Las estrategias van desde la financiación de estudios que sistemáticamente concluyen que la actividad física es más efectiva que la dieta en el control del peso, hasta el apoyo al Global Energy Balance Network (Red mundial de balance energético), una aparente organización sin ánimo de lucro disuelta tras el escándalo que se produjo al conocerse cómo utilizaba a científicos para apuntalar este mensaje interesado (esta investigación recoge el intercambio de correos electrónicos entre los científicos y Coca-Cola).

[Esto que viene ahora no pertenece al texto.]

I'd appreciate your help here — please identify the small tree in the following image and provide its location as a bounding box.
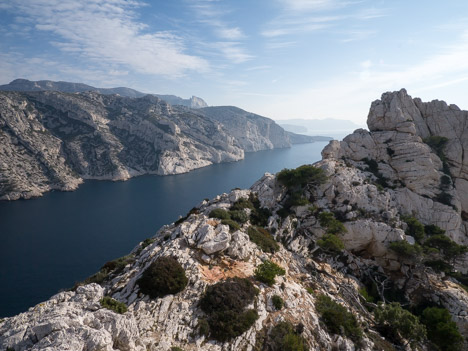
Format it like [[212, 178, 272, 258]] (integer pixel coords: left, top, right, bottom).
[[374, 302, 426, 345]]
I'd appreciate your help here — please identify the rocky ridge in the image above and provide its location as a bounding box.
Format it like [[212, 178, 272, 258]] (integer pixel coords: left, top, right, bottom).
[[0, 90, 468, 351], [0, 79, 208, 108], [0, 91, 291, 200]]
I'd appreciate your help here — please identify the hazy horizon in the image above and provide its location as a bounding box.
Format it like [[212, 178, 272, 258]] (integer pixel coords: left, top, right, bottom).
[[0, 0, 468, 125]]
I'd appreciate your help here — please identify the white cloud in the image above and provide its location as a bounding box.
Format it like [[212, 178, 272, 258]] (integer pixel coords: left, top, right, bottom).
[[3, 0, 208, 77]]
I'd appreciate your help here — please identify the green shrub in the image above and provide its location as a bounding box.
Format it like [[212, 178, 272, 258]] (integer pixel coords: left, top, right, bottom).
[[359, 286, 375, 302], [231, 198, 255, 211], [255, 260, 286, 286], [247, 227, 279, 253], [317, 234, 344, 252], [221, 219, 240, 232], [389, 240, 422, 260], [277, 165, 327, 189], [401, 216, 425, 241], [424, 234, 468, 261], [374, 302, 426, 345], [137, 257, 188, 299], [424, 224, 445, 235], [315, 295, 362, 343], [319, 212, 346, 234], [421, 307, 463, 351], [99, 296, 127, 314], [209, 208, 231, 219], [200, 278, 258, 342], [271, 295, 284, 311], [264, 322, 308, 351], [229, 210, 249, 224]]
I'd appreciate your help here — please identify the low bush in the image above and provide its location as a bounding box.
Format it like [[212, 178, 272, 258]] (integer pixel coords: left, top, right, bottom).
[[229, 210, 249, 224], [99, 296, 127, 314], [264, 322, 308, 351], [277, 165, 327, 189], [208, 208, 231, 219], [318, 212, 346, 234], [315, 295, 362, 343], [421, 307, 463, 351], [271, 295, 284, 310], [231, 198, 255, 211], [221, 219, 240, 232], [389, 240, 422, 260], [255, 260, 286, 286], [424, 234, 468, 261], [247, 227, 279, 253], [137, 256, 188, 299], [401, 216, 425, 241], [200, 278, 258, 342], [317, 234, 344, 252], [374, 302, 426, 345]]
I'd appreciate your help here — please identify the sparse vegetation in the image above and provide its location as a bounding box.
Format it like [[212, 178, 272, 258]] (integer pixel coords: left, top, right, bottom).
[[421, 307, 463, 351], [208, 208, 231, 219], [255, 260, 286, 286], [374, 302, 426, 345], [247, 227, 279, 253], [221, 219, 240, 232], [317, 234, 344, 252], [389, 240, 423, 260], [318, 212, 346, 234], [137, 256, 188, 299], [200, 278, 258, 342], [263, 322, 308, 351], [277, 165, 327, 189], [99, 296, 127, 314], [271, 295, 284, 311], [315, 295, 362, 343]]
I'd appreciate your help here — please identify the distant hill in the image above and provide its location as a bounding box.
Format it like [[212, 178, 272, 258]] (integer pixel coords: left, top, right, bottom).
[[276, 118, 366, 135], [0, 79, 208, 108]]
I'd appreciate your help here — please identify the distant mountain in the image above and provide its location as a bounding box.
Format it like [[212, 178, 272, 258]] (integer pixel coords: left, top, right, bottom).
[[276, 118, 365, 135], [197, 106, 291, 152], [0, 79, 208, 108], [286, 131, 333, 144]]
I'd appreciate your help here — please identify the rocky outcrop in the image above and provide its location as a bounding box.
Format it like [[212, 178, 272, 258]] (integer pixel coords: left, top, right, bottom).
[[0, 91, 244, 200], [286, 132, 333, 145], [198, 106, 291, 152], [0, 91, 468, 351]]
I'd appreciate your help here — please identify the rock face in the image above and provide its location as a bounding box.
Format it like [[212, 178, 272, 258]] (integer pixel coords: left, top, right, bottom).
[[198, 106, 291, 152], [0, 91, 244, 200], [0, 91, 468, 351]]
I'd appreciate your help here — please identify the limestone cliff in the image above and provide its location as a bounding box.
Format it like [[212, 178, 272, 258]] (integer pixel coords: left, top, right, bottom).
[[0, 90, 468, 351], [0, 91, 244, 200]]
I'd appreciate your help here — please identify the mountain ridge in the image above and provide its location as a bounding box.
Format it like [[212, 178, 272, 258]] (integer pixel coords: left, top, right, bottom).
[[0, 90, 468, 351]]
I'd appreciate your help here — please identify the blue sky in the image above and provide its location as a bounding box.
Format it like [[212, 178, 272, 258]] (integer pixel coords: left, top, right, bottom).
[[0, 0, 468, 124]]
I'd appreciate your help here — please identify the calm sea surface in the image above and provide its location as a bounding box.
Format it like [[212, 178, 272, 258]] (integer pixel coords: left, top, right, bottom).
[[0, 142, 328, 317]]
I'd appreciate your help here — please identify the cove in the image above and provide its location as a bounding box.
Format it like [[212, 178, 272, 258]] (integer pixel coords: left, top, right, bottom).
[[0, 142, 328, 317]]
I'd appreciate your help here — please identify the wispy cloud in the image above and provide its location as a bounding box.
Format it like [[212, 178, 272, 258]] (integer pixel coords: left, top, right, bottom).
[[261, 0, 388, 42], [3, 0, 209, 77], [190, 0, 253, 63]]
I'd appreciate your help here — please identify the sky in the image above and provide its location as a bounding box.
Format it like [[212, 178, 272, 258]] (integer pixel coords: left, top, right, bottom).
[[0, 0, 468, 125]]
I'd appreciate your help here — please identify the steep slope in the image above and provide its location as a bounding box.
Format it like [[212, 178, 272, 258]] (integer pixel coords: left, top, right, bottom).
[[199, 106, 291, 152], [0, 79, 208, 108], [0, 90, 468, 351], [0, 91, 244, 200]]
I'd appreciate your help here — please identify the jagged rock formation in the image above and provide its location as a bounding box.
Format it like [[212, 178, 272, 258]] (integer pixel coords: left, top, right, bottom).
[[199, 106, 291, 152], [0, 91, 244, 200], [0, 90, 468, 351], [0, 79, 208, 108]]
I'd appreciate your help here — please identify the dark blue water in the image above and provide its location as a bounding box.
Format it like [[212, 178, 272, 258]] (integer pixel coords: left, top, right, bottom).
[[0, 142, 327, 317]]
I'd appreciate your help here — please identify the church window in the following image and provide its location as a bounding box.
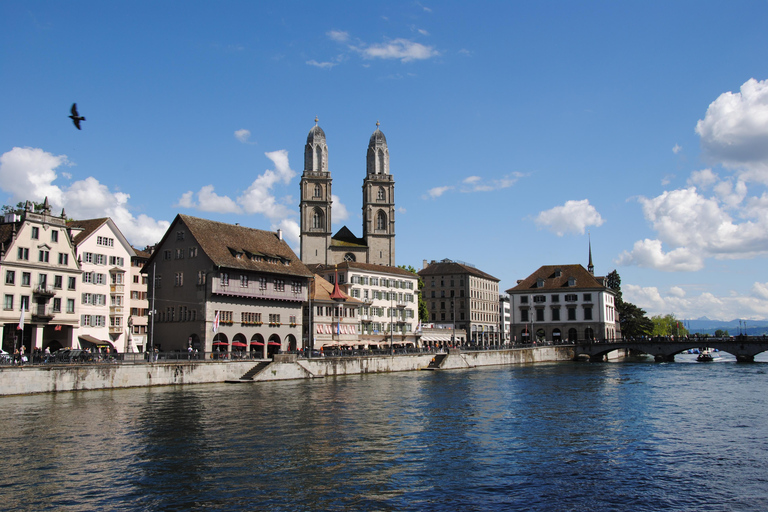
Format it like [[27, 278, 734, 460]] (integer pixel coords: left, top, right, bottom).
[[376, 211, 387, 230], [312, 210, 324, 229]]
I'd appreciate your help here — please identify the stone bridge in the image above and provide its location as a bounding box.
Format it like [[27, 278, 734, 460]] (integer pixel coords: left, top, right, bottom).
[[574, 336, 768, 362]]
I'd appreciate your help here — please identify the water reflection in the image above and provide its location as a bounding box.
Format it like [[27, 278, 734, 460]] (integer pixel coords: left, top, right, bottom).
[[0, 363, 768, 511]]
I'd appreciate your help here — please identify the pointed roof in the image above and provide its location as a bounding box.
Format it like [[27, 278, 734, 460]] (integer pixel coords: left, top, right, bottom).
[[150, 214, 312, 277]]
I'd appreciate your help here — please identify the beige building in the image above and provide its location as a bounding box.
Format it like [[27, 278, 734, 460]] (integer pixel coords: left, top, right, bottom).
[[299, 119, 395, 267], [0, 198, 81, 354], [309, 261, 419, 348], [67, 217, 136, 352], [143, 215, 313, 356], [419, 259, 504, 345], [507, 264, 621, 342]]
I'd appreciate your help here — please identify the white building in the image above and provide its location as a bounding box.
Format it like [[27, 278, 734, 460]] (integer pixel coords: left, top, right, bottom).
[[308, 261, 419, 348], [0, 198, 80, 354], [67, 218, 136, 352], [507, 265, 621, 343]]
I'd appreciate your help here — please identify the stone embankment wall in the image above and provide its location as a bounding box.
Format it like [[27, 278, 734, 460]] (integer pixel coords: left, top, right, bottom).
[[0, 347, 573, 395]]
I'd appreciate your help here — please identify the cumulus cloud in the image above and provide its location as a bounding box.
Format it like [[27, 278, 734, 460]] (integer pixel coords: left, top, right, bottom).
[[616, 184, 768, 271], [0, 147, 170, 247], [534, 199, 605, 236], [235, 128, 251, 144], [696, 78, 768, 184], [423, 186, 454, 199], [621, 283, 768, 320]]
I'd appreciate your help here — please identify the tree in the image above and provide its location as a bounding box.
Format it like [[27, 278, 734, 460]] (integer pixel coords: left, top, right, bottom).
[[651, 314, 688, 336], [398, 265, 429, 322], [605, 270, 653, 338]]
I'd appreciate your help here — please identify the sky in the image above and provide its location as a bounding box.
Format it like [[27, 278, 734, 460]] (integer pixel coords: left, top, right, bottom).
[[0, 0, 768, 320]]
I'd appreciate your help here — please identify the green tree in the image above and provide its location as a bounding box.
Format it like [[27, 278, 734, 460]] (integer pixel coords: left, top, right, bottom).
[[651, 314, 688, 336], [398, 265, 429, 322], [605, 270, 653, 338]]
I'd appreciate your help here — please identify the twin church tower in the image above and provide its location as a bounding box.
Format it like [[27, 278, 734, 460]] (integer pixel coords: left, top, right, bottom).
[[299, 118, 395, 266]]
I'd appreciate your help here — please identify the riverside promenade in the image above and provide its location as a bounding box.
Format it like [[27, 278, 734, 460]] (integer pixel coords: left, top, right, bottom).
[[0, 345, 574, 395]]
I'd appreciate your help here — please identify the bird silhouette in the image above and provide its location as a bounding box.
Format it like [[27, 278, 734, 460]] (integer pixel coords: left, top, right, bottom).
[[69, 103, 85, 130]]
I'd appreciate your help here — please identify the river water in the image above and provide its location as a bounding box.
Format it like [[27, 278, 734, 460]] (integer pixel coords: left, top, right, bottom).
[[0, 355, 768, 511]]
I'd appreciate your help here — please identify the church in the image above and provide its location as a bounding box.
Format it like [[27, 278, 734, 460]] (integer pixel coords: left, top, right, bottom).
[[299, 118, 395, 267]]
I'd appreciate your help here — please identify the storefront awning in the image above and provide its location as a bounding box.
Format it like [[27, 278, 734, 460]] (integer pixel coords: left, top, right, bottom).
[[78, 334, 115, 348]]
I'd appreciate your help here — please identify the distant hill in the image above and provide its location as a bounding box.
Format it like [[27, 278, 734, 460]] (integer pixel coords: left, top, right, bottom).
[[684, 317, 768, 336]]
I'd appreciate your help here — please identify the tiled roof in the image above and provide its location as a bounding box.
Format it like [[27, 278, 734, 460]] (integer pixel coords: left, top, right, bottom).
[[507, 265, 605, 293], [176, 214, 312, 277], [67, 217, 109, 245], [312, 274, 363, 304], [307, 261, 418, 279], [419, 261, 499, 283]]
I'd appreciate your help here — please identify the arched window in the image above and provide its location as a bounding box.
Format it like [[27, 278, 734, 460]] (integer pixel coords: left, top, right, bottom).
[[376, 210, 387, 230], [312, 209, 325, 229]]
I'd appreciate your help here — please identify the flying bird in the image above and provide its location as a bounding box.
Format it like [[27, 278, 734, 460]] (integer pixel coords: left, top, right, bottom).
[[69, 103, 85, 130]]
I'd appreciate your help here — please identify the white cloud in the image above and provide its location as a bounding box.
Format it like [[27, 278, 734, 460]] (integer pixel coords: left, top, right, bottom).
[[0, 147, 170, 247], [696, 78, 768, 184], [325, 30, 349, 43], [423, 186, 454, 199], [621, 283, 768, 320], [534, 199, 605, 236], [306, 59, 338, 69], [331, 194, 349, 224], [235, 128, 251, 144], [350, 38, 439, 62]]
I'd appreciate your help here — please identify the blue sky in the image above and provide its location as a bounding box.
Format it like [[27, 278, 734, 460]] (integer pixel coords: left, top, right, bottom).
[[0, 0, 768, 319]]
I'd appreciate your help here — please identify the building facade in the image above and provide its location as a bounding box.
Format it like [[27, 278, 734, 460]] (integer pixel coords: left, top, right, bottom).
[[299, 119, 395, 267], [67, 218, 136, 352], [419, 259, 504, 345], [0, 198, 81, 354], [142, 215, 313, 357], [309, 261, 419, 348], [507, 264, 621, 343]]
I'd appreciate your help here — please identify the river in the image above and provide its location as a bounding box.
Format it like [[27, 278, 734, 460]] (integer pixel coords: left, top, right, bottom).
[[0, 355, 768, 512]]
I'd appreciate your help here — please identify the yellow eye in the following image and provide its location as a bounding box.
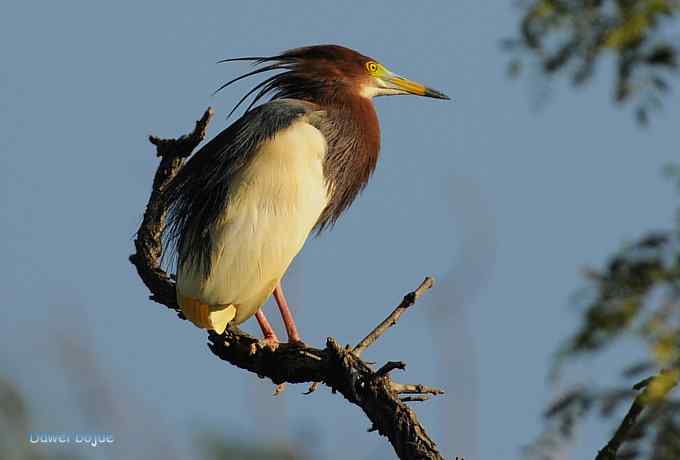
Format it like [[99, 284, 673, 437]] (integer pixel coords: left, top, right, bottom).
[[366, 61, 378, 73]]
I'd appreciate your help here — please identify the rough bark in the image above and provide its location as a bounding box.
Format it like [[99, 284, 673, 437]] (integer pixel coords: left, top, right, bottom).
[[130, 109, 456, 460]]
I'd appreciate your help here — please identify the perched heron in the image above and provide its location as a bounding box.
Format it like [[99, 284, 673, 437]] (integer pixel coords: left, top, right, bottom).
[[164, 45, 449, 347]]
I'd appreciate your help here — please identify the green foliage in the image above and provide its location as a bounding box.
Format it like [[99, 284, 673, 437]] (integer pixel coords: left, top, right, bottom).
[[504, 0, 680, 123], [525, 173, 680, 460]]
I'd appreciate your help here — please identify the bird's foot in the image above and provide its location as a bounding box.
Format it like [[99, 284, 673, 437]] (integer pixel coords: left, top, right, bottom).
[[288, 337, 307, 348], [259, 335, 281, 351]]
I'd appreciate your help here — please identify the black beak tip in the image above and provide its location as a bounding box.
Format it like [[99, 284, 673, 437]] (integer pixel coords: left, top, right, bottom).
[[424, 88, 451, 101]]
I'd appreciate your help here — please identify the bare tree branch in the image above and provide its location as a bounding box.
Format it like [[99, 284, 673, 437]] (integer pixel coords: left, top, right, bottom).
[[354, 276, 434, 356], [595, 368, 680, 460], [130, 109, 454, 460]]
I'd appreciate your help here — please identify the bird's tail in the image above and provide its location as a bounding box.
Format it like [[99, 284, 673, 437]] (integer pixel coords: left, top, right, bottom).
[[177, 295, 236, 334]]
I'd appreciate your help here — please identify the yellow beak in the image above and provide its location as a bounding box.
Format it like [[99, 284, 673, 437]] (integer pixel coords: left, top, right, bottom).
[[385, 74, 451, 99]]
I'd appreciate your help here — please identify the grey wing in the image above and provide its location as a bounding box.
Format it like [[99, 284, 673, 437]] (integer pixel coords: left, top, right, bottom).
[[163, 99, 314, 276]]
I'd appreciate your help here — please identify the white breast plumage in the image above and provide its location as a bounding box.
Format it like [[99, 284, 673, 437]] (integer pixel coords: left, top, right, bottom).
[[177, 118, 328, 333]]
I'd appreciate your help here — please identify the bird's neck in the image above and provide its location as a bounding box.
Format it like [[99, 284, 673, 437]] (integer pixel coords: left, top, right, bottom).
[[318, 94, 380, 229]]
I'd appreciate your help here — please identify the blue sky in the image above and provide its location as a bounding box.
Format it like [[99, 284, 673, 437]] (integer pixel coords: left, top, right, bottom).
[[0, 0, 680, 460]]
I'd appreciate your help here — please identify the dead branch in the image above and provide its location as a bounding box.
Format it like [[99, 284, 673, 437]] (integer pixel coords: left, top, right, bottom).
[[130, 109, 454, 460], [595, 368, 680, 460]]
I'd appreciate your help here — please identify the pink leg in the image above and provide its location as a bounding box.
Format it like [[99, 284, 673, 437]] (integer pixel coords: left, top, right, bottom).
[[274, 282, 302, 343], [255, 308, 279, 348]]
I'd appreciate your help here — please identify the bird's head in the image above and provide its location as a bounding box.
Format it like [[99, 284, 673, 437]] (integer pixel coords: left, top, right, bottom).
[[216, 45, 449, 117]]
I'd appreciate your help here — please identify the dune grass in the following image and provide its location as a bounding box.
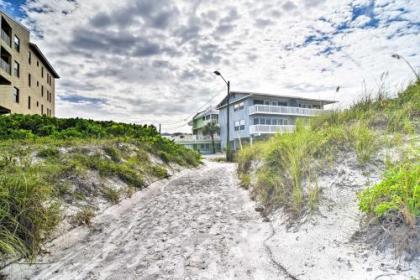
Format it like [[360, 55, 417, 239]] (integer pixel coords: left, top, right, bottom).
[[237, 83, 420, 219], [0, 115, 200, 260]]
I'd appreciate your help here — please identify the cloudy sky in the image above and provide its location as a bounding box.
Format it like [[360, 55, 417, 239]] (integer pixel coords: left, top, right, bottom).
[[0, 0, 420, 131]]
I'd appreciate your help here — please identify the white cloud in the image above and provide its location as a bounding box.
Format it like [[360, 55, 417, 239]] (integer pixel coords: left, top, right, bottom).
[[11, 0, 420, 130]]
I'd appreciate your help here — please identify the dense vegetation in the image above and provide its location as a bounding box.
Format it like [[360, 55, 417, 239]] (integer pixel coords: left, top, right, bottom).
[[359, 162, 420, 228], [0, 115, 200, 261], [237, 83, 420, 219]]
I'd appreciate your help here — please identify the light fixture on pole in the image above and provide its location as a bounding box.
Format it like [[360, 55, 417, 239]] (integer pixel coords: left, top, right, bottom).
[[213, 71, 232, 161], [391, 53, 420, 83]]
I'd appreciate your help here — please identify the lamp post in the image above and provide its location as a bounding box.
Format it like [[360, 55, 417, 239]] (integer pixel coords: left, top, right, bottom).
[[391, 53, 420, 83], [213, 71, 232, 161]]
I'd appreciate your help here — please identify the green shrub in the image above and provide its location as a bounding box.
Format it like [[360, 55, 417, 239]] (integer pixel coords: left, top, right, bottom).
[[0, 168, 60, 258], [351, 123, 378, 164], [358, 162, 420, 226], [102, 187, 121, 204], [73, 207, 95, 226], [150, 165, 169, 178], [38, 147, 60, 158], [104, 146, 122, 162]]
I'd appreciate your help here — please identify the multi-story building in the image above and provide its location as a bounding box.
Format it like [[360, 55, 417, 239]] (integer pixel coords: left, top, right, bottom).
[[174, 107, 220, 154], [0, 11, 59, 116], [217, 92, 335, 150]]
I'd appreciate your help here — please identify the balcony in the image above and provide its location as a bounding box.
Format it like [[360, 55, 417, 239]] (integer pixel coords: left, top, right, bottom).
[[174, 135, 220, 144], [249, 124, 295, 134], [1, 29, 12, 47], [248, 105, 329, 117], [0, 58, 11, 75]]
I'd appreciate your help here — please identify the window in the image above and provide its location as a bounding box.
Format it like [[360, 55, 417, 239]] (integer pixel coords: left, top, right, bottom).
[[13, 60, 20, 78], [13, 35, 20, 52], [233, 102, 244, 111], [13, 87, 20, 103], [239, 120, 245, 130], [235, 121, 239, 131]]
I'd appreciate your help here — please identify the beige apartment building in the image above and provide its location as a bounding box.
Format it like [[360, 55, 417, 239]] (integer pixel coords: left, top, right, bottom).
[[0, 11, 59, 116]]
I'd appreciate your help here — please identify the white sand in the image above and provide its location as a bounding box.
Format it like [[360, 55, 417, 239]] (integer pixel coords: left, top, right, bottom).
[[4, 162, 284, 280], [4, 156, 420, 280]]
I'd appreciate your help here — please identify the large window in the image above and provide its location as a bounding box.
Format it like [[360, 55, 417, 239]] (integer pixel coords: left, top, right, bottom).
[[235, 120, 245, 131], [12, 87, 20, 103], [233, 102, 245, 111], [13, 60, 20, 78], [13, 35, 20, 52]]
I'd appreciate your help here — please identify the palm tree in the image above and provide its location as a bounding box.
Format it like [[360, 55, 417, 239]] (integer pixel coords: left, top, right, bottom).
[[203, 121, 220, 153]]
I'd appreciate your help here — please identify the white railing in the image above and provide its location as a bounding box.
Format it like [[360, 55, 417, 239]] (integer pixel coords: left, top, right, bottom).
[[248, 105, 328, 116], [249, 124, 295, 134], [173, 135, 220, 144]]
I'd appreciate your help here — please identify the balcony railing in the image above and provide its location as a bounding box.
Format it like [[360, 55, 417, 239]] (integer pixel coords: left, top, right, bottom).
[[1, 30, 12, 47], [174, 135, 220, 144], [249, 124, 295, 134], [248, 105, 329, 116], [0, 59, 11, 75]]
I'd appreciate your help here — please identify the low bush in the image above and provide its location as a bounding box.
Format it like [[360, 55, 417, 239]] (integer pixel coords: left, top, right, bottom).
[[358, 162, 420, 227], [102, 187, 121, 204], [73, 207, 95, 226], [0, 166, 60, 258], [237, 81, 420, 218]]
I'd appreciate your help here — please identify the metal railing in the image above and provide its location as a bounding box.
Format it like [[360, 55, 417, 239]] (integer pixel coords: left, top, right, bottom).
[[1, 29, 12, 47], [173, 135, 220, 144], [0, 59, 11, 75], [248, 105, 329, 116], [249, 124, 295, 134]]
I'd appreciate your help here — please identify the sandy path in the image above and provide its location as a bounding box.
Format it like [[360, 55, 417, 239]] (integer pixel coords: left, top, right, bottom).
[[5, 162, 287, 280]]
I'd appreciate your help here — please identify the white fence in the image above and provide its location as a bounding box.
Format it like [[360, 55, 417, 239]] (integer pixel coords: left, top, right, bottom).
[[249, 105, 329, 116], [249, 124, 295, 134]]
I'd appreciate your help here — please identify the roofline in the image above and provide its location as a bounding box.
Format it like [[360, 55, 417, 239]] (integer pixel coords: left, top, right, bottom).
[[216, 91, 337, 109], [0, 9, 30, 32], [29, 42, 60, 79]]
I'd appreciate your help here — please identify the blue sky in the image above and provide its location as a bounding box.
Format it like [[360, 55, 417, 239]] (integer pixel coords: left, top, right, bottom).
[[0, 0, 420, 131], [2, 0, 26, 18]]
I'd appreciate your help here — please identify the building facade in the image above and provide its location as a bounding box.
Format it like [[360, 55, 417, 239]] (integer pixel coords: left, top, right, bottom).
[[174, 107, 221, 154], [0, 11, 59, 116], [217, 92, 335, 150]]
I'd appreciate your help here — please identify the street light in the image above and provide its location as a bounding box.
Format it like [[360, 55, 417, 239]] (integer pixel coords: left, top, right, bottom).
[[391, 53, 420, 83], [213, 71, 232, 161]]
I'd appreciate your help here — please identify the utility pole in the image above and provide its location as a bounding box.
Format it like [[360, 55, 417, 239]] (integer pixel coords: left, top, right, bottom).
[[213, 71, 232, 161], [226, 81, 232, 161]]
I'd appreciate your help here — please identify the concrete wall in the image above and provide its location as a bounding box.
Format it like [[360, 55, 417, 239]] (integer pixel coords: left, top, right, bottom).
[[0, 12, 55, 116]]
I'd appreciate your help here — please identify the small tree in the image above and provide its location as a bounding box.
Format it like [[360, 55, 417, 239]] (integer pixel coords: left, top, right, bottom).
[[203, 121, 220, 153]]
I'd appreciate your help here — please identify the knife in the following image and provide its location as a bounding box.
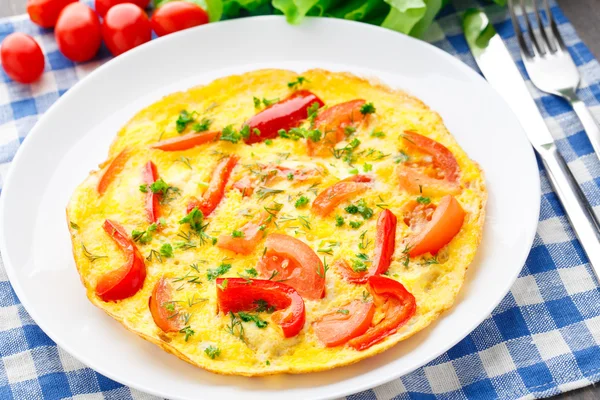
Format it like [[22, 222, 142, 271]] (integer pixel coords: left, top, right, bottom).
[[463, 9, 600, 279]]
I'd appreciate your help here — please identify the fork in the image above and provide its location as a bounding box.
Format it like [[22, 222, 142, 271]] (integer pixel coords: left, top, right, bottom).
[[508, 0, 600, 158]]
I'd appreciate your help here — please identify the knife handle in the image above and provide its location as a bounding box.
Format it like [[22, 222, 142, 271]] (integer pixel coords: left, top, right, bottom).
[[536, 143, 600, 272]]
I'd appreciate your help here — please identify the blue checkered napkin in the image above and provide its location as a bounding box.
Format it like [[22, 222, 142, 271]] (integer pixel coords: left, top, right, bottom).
[[0, 0, 600, 399]]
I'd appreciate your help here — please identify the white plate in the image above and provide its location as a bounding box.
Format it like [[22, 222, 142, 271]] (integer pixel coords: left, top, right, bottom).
[[0, 17, 540, 400]]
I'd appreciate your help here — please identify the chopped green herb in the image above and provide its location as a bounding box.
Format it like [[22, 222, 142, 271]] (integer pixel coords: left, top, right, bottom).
[[254, 299, 275, 314], [294, 196, 309, 208], [204, 345, 221, 360], [417, 196, 431, 204], [159, 243, 173, 258], [179, 207, 208, 232], [360, 103, 375, 115], [206, 263, 231, 281], [192, 118, 212, 132], [288, 76, 309, 89], [306, 101, 319, 128], [238, 311, 269, 329]]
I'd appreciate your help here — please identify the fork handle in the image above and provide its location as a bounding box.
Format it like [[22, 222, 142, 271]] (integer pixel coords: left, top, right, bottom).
[[568, 93, 600, 159], [536, 143, 600, 280]]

Veamos el lado positivo: ahora que sabemos que estos mensajes son falsos, es muy fácil identificar a quienes los emiten como una parte del problema. Los anuncios y etiquetas con frases como “la actividad física es importante en un estilo de vida saludable” o “come variado y muévete” son una auténtica red flag que no deja lugar a dudas sobre la calidad nutricional del producto en cuestión. Por cierto, muchos de esos mensajes están enmarcados dentro del conocido como Plan HAVISA, una colaboración entre el Ministerio de Sanidad y la industria alimentaria iniciada en 2013 —de la que ya habló aquí mi compañero Juan Revenga— que, si sirve para algo, es para blanquear alimentos insanos.